When I was at school I played several sports to a county standard and at the age of 18 I was awarded a scholarship to the USA. Unfortunately, before taking up my scholarship, I suffered an injury that prevented me from moving to the States. Whilst the injury would not have affected me reaching my potential from a physical point of view, mentally it was a devastating blow. I suffered depression, anxiety and begun to self-harm as a result. I lost all confidence in myself and found socialising increasingly difficult. I went along to various self-help groups and counselling sessions, but they weren’t really for me.
I desperately wanted to play sport again, but I didn’t have the confidence to go along to a sports club… I mean, how could I with all the scars on my arms and legs? What would people think of me? When I found out about a sports group for people with mental health problems I was so excited – I could play sport without people looking at me and judging me because of my scars. Although I was excited about the idea of playing sport again I was still really scared about going along… I mean, the idea of meeting new people was terrifying.

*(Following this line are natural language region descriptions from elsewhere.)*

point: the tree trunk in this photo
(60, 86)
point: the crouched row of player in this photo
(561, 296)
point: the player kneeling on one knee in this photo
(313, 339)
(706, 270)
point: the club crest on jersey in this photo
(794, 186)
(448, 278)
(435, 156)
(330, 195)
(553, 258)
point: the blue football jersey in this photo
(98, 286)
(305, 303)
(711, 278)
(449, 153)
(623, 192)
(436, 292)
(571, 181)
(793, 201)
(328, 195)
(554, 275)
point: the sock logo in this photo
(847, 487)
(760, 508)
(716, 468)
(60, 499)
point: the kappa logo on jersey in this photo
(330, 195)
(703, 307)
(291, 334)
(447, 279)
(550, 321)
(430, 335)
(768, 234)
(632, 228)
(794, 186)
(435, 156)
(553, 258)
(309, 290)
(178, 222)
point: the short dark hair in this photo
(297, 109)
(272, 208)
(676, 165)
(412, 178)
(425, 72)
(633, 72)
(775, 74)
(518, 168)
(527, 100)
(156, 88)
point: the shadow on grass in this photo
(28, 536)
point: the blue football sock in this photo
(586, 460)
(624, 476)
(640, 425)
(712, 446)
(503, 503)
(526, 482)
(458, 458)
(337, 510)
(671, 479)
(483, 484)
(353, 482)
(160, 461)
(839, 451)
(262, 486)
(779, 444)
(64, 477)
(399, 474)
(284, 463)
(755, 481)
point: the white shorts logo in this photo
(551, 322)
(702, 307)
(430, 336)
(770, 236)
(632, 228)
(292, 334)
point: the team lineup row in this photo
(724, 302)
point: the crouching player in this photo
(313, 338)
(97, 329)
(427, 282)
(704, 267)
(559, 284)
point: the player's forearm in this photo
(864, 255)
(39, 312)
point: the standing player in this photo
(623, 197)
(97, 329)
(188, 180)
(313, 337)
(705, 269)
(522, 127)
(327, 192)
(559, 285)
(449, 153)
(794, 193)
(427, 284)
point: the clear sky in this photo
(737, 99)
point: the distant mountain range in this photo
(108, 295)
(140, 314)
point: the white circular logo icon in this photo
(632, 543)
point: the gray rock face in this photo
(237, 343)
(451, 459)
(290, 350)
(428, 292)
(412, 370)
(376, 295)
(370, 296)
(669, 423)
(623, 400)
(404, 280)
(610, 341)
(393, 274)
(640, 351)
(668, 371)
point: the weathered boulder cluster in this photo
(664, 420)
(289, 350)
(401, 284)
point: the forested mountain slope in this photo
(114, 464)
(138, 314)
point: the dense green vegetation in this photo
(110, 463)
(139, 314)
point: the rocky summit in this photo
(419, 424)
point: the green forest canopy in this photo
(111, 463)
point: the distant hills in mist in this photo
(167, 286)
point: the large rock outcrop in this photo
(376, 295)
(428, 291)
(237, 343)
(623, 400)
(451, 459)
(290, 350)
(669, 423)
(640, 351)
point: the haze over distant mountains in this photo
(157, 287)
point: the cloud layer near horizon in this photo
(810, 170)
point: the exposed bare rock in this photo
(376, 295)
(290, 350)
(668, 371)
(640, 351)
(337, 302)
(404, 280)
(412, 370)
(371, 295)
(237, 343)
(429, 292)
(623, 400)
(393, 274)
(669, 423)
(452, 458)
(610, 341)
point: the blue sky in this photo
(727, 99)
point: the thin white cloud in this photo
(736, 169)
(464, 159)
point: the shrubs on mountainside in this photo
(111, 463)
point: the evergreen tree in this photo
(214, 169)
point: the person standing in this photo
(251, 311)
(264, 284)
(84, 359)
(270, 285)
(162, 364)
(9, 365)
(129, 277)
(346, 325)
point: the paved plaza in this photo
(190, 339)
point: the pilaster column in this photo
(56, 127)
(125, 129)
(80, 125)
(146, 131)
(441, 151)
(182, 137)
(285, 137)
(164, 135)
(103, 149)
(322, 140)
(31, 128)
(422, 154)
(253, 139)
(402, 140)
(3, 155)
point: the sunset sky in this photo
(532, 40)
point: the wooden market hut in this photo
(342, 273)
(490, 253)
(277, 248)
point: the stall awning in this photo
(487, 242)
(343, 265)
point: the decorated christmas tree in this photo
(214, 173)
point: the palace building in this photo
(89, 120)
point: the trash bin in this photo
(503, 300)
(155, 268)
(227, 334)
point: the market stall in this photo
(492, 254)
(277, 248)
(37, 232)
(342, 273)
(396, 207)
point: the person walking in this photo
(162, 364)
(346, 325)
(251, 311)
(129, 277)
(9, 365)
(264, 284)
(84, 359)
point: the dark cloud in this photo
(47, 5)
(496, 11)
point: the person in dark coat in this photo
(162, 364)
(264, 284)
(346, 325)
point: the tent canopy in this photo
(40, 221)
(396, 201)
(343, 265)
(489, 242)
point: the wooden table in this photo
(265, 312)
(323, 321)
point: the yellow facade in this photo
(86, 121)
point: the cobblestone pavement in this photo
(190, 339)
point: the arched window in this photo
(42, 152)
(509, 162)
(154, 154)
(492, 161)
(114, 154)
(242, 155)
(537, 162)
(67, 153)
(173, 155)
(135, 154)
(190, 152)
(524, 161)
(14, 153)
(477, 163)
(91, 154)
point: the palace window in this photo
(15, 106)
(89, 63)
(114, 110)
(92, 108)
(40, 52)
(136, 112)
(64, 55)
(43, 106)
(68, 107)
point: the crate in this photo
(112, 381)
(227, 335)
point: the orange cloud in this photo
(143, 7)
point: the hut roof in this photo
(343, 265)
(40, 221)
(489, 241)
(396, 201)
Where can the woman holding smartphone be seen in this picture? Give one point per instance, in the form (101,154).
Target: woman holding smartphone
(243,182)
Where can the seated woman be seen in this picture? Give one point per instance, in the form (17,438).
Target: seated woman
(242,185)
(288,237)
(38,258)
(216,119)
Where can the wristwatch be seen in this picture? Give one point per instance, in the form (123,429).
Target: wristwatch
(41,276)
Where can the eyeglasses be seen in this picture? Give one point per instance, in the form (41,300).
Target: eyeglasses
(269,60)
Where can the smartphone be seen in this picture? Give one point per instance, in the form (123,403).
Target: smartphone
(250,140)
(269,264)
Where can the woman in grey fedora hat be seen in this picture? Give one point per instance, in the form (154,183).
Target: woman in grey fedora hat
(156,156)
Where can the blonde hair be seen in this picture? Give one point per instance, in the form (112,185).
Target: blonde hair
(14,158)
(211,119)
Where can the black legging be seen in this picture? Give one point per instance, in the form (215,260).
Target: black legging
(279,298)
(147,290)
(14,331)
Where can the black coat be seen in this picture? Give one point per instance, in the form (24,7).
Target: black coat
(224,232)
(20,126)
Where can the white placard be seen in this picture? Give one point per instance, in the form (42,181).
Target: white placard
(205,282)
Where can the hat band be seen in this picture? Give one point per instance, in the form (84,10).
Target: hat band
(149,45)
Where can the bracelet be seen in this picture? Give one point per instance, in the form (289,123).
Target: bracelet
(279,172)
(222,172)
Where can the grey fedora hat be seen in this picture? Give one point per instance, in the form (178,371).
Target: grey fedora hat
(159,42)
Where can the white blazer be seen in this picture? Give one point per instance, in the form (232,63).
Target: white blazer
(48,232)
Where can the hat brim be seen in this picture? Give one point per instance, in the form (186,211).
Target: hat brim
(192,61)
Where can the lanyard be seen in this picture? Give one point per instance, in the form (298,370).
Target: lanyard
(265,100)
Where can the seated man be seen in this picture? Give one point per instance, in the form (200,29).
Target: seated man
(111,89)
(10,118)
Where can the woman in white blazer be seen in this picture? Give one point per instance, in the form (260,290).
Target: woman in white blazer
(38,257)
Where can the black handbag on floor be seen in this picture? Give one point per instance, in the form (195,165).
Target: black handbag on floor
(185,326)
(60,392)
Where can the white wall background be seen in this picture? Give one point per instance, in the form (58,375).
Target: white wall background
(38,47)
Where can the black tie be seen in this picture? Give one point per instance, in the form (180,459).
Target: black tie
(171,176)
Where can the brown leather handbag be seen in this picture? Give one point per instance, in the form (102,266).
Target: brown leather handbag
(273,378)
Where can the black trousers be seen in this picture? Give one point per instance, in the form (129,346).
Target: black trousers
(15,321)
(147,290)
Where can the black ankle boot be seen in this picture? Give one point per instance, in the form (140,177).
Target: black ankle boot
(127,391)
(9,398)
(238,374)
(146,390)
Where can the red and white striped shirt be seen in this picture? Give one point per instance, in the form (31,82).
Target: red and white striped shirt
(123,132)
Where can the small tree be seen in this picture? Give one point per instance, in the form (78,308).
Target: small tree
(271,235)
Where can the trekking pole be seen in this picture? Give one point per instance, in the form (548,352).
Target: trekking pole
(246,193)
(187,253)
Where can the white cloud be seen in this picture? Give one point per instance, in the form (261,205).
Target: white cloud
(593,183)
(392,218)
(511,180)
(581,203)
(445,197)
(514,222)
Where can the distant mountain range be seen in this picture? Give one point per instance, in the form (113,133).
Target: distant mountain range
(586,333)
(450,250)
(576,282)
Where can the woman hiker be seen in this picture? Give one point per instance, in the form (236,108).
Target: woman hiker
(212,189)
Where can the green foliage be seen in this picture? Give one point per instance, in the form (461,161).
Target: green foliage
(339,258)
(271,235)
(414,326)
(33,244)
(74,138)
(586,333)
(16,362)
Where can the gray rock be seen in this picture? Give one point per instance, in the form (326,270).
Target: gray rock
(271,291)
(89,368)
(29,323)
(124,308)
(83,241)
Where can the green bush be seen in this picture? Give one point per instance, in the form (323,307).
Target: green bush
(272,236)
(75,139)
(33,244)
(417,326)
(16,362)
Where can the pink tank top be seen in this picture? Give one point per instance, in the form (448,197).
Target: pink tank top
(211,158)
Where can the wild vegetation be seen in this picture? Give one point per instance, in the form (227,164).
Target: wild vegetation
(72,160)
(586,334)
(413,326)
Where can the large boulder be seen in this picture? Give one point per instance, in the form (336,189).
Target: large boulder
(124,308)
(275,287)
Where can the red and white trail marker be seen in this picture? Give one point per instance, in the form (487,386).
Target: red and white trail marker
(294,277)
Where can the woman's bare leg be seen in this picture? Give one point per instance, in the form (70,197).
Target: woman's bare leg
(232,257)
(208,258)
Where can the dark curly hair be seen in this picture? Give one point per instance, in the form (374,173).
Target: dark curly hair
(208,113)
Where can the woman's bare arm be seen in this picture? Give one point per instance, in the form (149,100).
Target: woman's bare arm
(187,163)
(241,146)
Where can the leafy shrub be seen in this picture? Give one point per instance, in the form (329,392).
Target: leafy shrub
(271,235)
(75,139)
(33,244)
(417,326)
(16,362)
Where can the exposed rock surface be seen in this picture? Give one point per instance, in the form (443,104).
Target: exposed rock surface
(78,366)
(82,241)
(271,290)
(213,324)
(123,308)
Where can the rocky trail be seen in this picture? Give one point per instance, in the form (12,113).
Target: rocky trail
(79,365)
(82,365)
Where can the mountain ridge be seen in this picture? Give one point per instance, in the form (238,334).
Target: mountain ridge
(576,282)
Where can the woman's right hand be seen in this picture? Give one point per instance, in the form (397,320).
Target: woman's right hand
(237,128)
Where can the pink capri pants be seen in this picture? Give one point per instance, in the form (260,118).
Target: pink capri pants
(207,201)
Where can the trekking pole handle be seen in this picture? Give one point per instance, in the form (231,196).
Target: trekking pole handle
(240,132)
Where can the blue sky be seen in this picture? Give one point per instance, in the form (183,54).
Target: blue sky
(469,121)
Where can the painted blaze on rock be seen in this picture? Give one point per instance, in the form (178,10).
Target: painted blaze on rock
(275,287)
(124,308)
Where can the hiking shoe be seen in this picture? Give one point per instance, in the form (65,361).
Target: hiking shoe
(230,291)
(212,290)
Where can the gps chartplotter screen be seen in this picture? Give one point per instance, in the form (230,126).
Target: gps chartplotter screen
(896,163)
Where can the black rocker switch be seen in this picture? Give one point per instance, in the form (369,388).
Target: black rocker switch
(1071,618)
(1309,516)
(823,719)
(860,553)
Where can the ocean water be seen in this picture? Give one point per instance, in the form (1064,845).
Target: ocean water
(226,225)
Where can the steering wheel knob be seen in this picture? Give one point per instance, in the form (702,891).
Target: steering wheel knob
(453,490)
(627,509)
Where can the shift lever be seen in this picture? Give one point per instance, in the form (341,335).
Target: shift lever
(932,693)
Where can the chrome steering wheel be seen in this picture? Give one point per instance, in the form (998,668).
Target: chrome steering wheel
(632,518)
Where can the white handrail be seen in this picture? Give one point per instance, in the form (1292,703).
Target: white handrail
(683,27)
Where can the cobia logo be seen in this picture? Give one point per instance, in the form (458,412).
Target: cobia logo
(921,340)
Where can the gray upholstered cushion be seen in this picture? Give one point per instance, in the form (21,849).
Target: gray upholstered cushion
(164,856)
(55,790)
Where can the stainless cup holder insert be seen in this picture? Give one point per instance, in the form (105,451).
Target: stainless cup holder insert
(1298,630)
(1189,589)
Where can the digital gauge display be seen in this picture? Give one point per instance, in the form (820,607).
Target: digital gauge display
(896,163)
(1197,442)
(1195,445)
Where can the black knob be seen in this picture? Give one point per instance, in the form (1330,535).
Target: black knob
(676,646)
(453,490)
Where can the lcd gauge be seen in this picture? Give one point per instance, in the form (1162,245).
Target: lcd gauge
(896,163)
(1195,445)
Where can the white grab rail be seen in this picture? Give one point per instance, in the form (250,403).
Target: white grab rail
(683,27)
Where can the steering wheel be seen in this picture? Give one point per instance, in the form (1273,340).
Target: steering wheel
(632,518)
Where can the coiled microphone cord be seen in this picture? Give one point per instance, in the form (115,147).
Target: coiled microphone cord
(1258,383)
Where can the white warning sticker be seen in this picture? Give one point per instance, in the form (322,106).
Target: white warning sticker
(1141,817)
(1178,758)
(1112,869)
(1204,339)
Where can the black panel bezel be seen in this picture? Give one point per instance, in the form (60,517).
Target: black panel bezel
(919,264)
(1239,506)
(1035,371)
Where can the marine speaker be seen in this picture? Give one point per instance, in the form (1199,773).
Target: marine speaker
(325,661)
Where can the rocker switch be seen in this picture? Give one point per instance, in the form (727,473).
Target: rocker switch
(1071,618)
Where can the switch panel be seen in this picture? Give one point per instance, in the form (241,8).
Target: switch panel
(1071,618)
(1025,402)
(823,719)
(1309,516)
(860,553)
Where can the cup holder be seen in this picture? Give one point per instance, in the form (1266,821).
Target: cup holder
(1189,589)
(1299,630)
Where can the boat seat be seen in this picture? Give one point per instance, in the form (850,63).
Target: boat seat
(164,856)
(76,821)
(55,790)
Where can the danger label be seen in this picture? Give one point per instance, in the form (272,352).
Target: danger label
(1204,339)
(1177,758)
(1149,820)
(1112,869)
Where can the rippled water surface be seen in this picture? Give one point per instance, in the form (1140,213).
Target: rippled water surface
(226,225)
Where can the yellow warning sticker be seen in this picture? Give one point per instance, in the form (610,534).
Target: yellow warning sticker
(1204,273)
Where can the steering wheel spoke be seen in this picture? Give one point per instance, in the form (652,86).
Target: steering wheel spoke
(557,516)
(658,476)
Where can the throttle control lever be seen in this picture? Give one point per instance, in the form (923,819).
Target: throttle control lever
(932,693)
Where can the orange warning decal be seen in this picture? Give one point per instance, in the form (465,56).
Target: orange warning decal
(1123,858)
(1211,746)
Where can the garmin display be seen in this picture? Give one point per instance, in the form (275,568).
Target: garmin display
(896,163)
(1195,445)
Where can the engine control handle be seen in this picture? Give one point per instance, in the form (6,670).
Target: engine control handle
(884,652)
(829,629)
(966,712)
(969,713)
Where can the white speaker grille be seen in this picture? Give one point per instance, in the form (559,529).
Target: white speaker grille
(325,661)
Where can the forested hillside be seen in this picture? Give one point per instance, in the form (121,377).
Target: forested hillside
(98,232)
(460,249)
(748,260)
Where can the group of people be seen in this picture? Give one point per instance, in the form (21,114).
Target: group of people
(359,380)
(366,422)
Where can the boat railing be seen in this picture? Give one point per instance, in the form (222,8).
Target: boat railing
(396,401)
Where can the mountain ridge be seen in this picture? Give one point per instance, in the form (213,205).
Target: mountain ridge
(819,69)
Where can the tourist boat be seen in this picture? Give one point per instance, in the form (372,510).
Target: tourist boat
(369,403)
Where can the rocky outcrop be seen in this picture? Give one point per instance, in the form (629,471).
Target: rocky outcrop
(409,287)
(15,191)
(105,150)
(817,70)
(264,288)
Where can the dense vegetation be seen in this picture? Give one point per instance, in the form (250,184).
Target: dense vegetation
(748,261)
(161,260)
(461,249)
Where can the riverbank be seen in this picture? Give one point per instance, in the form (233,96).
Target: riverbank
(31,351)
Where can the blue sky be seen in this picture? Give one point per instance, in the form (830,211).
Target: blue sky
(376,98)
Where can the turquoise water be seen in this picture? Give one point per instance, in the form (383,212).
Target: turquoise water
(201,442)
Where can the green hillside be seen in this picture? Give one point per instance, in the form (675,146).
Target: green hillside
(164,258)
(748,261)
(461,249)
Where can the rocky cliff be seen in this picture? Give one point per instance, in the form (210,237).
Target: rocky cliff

For nearly a month I planned to go along to a session, but the anxiety always got the better of me. Eventually I pushed myself to go, taking a friend along for support. Everything went superbly! Okay, I didn’t talk to anyone at that first session, but I made it along which in itself was fantastic achievement. Over the next couple of months I attended as many sessions as I could, often with my friend, but sometimes on my own. I even started talking to people! To most people that might not seem like a massive deal, but to me it was a huge step in my recovery. I attended regular sessions for over a year, stopped self-harming, built up enough confidence to join a mainstream hockey team and even managed to find myself a full-time job.
Being given the opportunity to play sport when I was mentally unwell provided me with the chance to feel ‘normal’ again and gave me the motivation to get up in the mornings. Sport has always been my passion, but until I joined Sport in Mind I had never really considered that sport could be used in such a positive way to help people affected by mental illness. Thank you to everyone for their support.